Unfortunately, my unit tests totally fail to cover this problem. Putting the code to the public is not an issue, but reproducing that some requests is silently discarded really is. The reason is
- Nextflow pipeline needs to be run and the dna sequencing data needs to be prepared for the pipeline run.
- The webhook url is at the private internet address.
- Chinese dna data is prohibited to go outside of China according to our law.
I added the debug info to my code and did some investigation to identify the cause of this issue. I report what I find till today here and have still doubts about it. First I show some code snippets:
br-tower/lib/br-tower.ex
def dispatch(event) do
Logger.info("dispatch/1 received the event: #{inspect(event)}")
case event do
%PipelineStarted{basic_info: basic_info, batch_id: batch_id} ->
basic_info.run_name
|> Bucket.put(batch_id)
BatchServer.transition(batch_id, event)
%PipelineCompleted{basic_info: basic_info, batch_id: batch_id} ->
batch = BatchServer.transition(batch_id, event)
basic_info.run_name
|> Bucket.delete
batch
%{basic_info: basic_info} ->
batch_id = basic_info.run_name
|> Bucket.get
case batch_id do
nil ->
{:error, "batch_id not found"}
_ ->
BatchServer.transition(batch_id, event)
end
end
end
dispatch/1, one of the most important functions in the API, does some state transformation and saves the new state to ETS, and returns the new state. There is really no complex logic in it. BatchServer.transition/2 is the client function that invokes GenServer.call indeed. As to my understanding, GenServer.call will block the client process until the reply comes back. It has 5 second timeout by default, but the timeout won’t stop the processing in the server process. The issue occurs only when a few webhook post requests arrive the endpoint almost at the same time. Each request was sent again immediately after it was sent perhaps because the nextflow runner didn’t receive any response.

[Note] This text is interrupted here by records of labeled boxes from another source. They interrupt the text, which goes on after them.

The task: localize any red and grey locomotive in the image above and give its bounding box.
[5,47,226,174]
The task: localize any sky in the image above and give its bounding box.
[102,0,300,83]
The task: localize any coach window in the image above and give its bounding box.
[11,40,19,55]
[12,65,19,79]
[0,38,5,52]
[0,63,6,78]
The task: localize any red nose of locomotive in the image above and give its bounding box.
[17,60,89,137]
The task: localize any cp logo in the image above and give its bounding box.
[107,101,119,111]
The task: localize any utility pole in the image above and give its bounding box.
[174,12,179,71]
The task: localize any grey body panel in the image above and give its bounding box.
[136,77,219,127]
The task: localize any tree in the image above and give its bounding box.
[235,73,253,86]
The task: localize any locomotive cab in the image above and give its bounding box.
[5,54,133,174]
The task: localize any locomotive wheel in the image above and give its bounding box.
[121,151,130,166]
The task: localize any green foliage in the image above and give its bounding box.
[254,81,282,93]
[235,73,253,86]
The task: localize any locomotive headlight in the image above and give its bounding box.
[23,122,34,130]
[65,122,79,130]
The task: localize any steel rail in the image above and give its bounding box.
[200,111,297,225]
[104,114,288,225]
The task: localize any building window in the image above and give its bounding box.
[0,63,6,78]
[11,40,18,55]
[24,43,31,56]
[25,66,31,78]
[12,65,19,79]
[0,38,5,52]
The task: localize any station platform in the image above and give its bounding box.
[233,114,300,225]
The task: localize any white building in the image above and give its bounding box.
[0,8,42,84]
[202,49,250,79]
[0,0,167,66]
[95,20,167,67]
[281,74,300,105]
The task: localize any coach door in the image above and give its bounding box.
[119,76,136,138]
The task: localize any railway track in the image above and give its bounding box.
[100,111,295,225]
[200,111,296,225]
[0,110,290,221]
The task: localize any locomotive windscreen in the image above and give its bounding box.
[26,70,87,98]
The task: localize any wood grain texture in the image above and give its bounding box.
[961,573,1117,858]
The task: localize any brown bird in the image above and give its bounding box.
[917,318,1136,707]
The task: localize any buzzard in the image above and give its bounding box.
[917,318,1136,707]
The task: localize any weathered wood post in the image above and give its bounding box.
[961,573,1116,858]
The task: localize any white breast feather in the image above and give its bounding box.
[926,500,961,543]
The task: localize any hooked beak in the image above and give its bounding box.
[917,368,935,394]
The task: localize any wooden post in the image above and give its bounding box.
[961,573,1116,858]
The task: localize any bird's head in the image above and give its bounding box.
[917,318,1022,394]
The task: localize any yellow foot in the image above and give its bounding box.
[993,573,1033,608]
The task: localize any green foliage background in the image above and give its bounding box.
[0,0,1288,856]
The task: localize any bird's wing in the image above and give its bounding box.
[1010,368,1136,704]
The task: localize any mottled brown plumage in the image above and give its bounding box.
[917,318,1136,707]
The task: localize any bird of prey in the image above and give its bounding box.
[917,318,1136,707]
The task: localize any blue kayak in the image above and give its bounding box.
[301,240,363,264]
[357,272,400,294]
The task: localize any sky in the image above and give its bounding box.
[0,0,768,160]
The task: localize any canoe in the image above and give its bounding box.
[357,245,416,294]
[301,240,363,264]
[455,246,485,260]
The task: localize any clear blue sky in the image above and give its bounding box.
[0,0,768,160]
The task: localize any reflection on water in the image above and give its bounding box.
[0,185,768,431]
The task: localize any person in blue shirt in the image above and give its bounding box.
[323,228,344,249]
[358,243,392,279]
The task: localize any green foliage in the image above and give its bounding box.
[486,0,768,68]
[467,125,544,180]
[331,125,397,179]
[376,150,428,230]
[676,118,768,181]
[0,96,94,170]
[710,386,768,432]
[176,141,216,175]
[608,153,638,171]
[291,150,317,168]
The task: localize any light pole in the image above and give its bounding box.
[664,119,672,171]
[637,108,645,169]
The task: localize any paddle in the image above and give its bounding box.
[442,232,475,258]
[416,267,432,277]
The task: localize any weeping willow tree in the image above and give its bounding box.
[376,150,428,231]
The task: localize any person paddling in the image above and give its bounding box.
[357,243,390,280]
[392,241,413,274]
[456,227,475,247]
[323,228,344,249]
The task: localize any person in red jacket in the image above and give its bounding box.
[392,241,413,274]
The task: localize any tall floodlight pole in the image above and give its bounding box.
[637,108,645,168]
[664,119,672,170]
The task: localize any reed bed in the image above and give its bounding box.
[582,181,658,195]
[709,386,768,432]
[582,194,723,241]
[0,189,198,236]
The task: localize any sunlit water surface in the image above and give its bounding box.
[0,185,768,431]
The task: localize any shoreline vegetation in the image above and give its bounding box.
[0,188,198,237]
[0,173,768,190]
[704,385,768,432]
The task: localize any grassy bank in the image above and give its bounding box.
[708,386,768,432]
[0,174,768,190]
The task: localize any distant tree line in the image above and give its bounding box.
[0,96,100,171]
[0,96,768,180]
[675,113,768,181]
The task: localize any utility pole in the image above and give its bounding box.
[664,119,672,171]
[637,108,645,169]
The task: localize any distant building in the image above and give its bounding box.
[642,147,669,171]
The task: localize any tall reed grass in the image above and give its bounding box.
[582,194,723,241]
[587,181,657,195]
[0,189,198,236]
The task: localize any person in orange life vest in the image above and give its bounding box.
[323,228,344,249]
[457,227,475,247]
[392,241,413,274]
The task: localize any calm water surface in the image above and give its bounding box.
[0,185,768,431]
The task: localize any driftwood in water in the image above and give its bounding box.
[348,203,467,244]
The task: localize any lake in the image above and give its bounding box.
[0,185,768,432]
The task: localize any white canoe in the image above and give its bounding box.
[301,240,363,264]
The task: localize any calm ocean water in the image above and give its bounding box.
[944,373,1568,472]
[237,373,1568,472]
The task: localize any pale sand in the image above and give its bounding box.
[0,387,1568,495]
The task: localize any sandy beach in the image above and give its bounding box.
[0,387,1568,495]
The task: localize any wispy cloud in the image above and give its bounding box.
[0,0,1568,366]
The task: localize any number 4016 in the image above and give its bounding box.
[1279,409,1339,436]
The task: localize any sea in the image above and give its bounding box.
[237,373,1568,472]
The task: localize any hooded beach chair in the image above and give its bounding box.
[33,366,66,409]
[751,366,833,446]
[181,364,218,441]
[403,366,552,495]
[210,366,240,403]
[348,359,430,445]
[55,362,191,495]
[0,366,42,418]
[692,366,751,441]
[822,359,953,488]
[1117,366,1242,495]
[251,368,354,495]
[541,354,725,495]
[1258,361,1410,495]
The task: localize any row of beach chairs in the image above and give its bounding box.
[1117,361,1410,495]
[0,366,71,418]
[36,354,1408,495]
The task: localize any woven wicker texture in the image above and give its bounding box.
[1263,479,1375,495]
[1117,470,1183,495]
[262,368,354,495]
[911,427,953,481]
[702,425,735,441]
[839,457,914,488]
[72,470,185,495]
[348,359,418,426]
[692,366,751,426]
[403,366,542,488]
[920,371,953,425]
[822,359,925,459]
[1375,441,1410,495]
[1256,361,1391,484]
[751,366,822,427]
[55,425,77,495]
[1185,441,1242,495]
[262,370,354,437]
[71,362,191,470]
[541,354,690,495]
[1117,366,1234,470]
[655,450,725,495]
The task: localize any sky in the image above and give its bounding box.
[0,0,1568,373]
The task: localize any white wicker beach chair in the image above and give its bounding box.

br-tower/lib/boundary/batch_server.ex:
def handle_call({:transition, event}, _from, batch) do
batch = handle_event(batch, event)
{:reply, batch, Queries.update(batch), @default_timeout}
end
defp call(via, action) do
pid =
case GenServer.whereis(via) do
nil ->
{:ok, pid} = BatchSupervisor.start_batch_server(via)
pid
pid ->
pid
end
Logger.info("before GenServer.call/2: #{inspect(pid)}, #{inspect(via)}, #{inspect(action)}")
GenServer.call(pid, action)
end
br-tower/lib/boundary/queries.ex
def update(%Batch{} = batch) do
true = :ets.insert(:batches, {batch.id, batch})
batch
end
def update(_arg), do: :invalid_batch_struct
The debug info indicates that the GenServer.call hangs (as you said). A few subsequent webhook requests were silently discarded by Cowboy and were not handed over to the router, and then things went back to normal again. Cowboy creates a process for each request. Why were also these handler processes brought down? The GenServer process handles messages in its mailbox one by one, realizing the synchronization. Why were the new state not kept in the GenServer and also in the ETS table. I suspect update/1 may trigger the race condition.
@derek-zhou Thank you for your helpful feedback.